# Open external sd card



## junjlo (Oct 1, 2011)

Anyone able to open the external sd card can't get too it through root explorer

Sent from my SCH-I535 using RootzWiki


----------



## PhantomGamers (Sep 27, 2011)

I read it was like /extsdcard/, anything like that in root explorer?


----------



## bigmook (Jun 6, 2011)

Look under mnt. It is therethere

Sent from my SCH-I535 using Tapatalk 2


----------



## romyg (Oct 9, 2011)

It's at /mnt/extSdCard
Took me a little to find it, too!


----------



## goldsmitht (Jun 13, 2011)

so if the directions say place rom on external sd card, this is where we put it? And if i wipe data, does it delete what is in the sdcard?


----------



## Jaxidian (Jun 6, 2011)

goldsmitht said:


> so if the directions say place rom on external sd card, this is where we put it? And if i wipe data, does it delete what is in the sdcard?

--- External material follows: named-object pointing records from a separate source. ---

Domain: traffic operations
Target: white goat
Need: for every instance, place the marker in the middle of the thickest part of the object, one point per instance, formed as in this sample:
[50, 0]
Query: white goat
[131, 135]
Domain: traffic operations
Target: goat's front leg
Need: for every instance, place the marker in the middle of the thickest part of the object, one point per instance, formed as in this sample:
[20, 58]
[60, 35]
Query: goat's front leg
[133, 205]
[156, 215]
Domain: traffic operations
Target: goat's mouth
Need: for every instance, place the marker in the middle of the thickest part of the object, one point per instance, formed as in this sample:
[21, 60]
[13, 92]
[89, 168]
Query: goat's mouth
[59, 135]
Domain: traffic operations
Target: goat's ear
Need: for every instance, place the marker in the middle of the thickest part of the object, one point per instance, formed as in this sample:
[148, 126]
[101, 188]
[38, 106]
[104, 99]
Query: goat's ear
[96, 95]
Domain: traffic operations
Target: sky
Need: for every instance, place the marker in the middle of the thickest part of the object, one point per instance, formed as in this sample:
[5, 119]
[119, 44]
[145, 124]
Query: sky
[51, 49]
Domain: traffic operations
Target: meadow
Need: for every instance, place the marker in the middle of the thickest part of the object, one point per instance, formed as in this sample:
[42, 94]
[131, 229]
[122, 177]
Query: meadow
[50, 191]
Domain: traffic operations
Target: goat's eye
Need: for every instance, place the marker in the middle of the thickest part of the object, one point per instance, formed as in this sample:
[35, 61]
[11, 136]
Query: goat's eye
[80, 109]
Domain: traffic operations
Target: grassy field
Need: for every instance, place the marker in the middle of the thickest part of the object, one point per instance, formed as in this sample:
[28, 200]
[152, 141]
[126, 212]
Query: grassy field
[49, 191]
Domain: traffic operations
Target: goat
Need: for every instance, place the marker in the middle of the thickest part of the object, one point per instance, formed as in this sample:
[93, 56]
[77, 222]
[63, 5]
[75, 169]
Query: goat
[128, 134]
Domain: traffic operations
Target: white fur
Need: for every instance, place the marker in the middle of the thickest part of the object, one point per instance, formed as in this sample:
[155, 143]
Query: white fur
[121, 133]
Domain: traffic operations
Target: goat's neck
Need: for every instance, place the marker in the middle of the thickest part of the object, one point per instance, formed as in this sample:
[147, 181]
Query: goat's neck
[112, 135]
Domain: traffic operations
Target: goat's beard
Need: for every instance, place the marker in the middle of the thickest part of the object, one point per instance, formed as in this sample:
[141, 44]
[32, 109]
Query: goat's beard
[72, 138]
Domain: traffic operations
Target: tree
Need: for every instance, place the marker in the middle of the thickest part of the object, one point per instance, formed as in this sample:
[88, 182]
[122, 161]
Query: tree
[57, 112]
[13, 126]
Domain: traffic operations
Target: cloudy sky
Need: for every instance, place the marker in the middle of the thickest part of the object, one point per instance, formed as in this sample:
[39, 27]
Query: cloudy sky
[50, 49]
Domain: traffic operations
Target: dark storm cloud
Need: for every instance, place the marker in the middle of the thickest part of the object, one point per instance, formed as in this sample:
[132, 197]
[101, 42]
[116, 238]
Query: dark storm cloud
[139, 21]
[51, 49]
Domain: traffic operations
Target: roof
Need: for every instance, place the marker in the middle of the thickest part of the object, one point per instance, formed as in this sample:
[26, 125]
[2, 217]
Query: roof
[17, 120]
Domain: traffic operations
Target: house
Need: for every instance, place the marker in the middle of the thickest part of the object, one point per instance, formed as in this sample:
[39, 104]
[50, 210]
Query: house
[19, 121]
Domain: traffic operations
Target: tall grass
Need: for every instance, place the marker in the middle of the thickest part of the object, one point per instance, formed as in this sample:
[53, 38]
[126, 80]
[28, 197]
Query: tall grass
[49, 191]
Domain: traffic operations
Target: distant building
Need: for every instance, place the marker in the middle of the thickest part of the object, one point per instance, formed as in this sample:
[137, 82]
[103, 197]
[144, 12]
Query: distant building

Depends on what your recovery supports. Some support the real external SD Card while others only support the virtual internal SD Card. If you're unsure, put it on the internal one - pretty much all of them support that.

As for where it is under /mnt, this depends on what ROM you're running. It's different on TW vs AOSP. One is /mnt/extSdCard while the other is something like /mnt/sdcard_ext or something like that.


----------



## fsx100 (Jun 11, 2012)

I was about to post a new topic of the same/ similar nature.

A) I couldn't find my 16gb micro Sd card in Root explorer. (now found, thanks)... But.








running the stock At&t Rom (Rooted), *I have no App2Sd*.

Is B normal on a S3 w/ stock Rom? Or am I missing something?

Sent from my cm_tenderloin using Tapatalk


----------